Un film de Sidney Gilliat avec Rex Harrison, Cecil Parker, Key Kendall, Nicole Maurey, Jill Adams, Roma Dunville, Valérie French, Ursulla Howells, Margaret Leighton. Sortie le 3 mai 2017 version restaurée (1955).

 

L’histoire :

Dans une chambre, un homme reprend conscience. Frappé d’amnésie, il entreprend, avec l’aide d’un spécialiste, d’exhumer son passé. Mais ce qu’il découvre n’est pas vraiment agréable. Marié à une ravissante et tendre femme, il comprend avec effroi que ce passé est bien trouble et que marié maintes fois, on le recherche activement… pour polygamie !

L’Avis :

Ici, au Royaume-Uni, la guerre des sexes à l’américaine n’aura pas lieu ! Les Anglaises qui ont connu ce bel homme (Rex Harrison est irrésistible, il sera le pygmalion d’Hepburn dans « My Fair Lady ») sont prêtes à rempiler, même s’il leur avait caché sa sex-tuple vie ! Le film est construit par accumulation, une sorte de répétition à l’excès des scènes de couple.

Ici, pas question d’un banal donjuanisme, la présence féminine dans la vie de monsieur X (il ne connait pas son nom au début du film) est plutôt une angoisse (peut-être que son amnésie est un refuge ?). Le film rappelle le film de Keaton « Fiancées en Folie » même si l’on n’a pas cette course folle des prétendantes ! Charles Hathaway épouse de nouveau pour échapper à la précédente, chaque épisodes prêtent à rire (on est à la limite de la caricature d’où un comique de situations).
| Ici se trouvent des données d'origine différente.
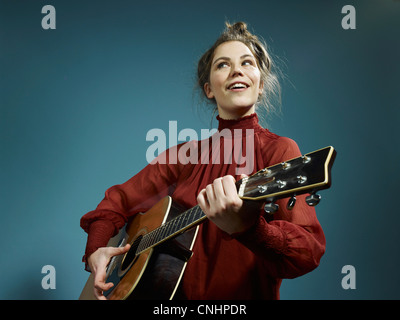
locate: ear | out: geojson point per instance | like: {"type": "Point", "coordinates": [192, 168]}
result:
{"type": "Point", "coordinates": [261, 89]}
{"type": "Point", "coordinates": [208, 91]}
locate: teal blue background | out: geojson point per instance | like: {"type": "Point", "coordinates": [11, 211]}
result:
{"type": "Point", "coordinates": [76, 104]}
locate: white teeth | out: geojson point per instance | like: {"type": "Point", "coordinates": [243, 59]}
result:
{"type": "Point", "coordinates": [238, 86]}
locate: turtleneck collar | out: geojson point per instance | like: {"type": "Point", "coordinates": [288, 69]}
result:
{"type": "Point", "coordinates": [246, 122]}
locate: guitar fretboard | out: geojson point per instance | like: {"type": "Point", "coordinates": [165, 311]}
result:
{"type": "Point", "coordinates": [171, 228]}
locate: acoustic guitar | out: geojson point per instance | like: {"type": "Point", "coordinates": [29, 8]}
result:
{"type": "Point", "coordinates": [162, 238]}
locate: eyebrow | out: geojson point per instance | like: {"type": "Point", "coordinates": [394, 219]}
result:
{"type": "Point", "coordinates": [227, 58]}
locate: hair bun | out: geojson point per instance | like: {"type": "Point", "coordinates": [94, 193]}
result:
{"type": "Point", "coordinates": [239, 27]}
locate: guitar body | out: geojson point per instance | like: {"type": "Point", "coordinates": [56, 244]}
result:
{"type": "Point", "coordinates": [156, 273]}
{"type": "Point", "coordinates": [162, 238]}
Le choix de Rex Harrison n’est pas innocent ; cet acteur très élégant, a joué au théâtre Henri VIII en 1948 et en 1952 ; sa réputation de briseur de cœurs l’avait fait surnommer Sexy Rexy ! Vrai homme à femmes il s’est marié six fois ! Alors qu’il était marié à Lilli Palmer, il eut une liaison avec l’actrice Carole Landis qui se suicida…Sa carrière américaine en fut affectée.

Le slogan du lancement du film était : « Il bat Henri VIII d’une femme…constamment inconstant ». A la question de « Qui suis-je » se demande le monsieur X au début du film en se regardant dans sa glace (un beau clin d’œil à « Noblesse Oblige »), le film n’y répondra pas ; il y aura confusion, même si à la fin, au prétoire, la loi essayera de retourner à un certain ordre moral. L’avocate aura cette formule incroyable pour défendre Charles-Rex : « L’homme physique n’est pas l’homme mental ! ». La prison ne sera pas pour lui une délivrance de la gente féminine, car il est si irrésistible que son avocate en sera toute émoustillée! Pas de réel happy end pour ce mari presque fidèle. Charles – Rex est son identité masculine prend l’eau même s’il règne encore sur la gente féminine. « The Constant Husband » certes est une comédie mais avec une vision profondément pessimiste du couple, ce lien conjugal qui étouffe les hommes et que les femmes mettront quelques années pour ne plus s’y soumettre.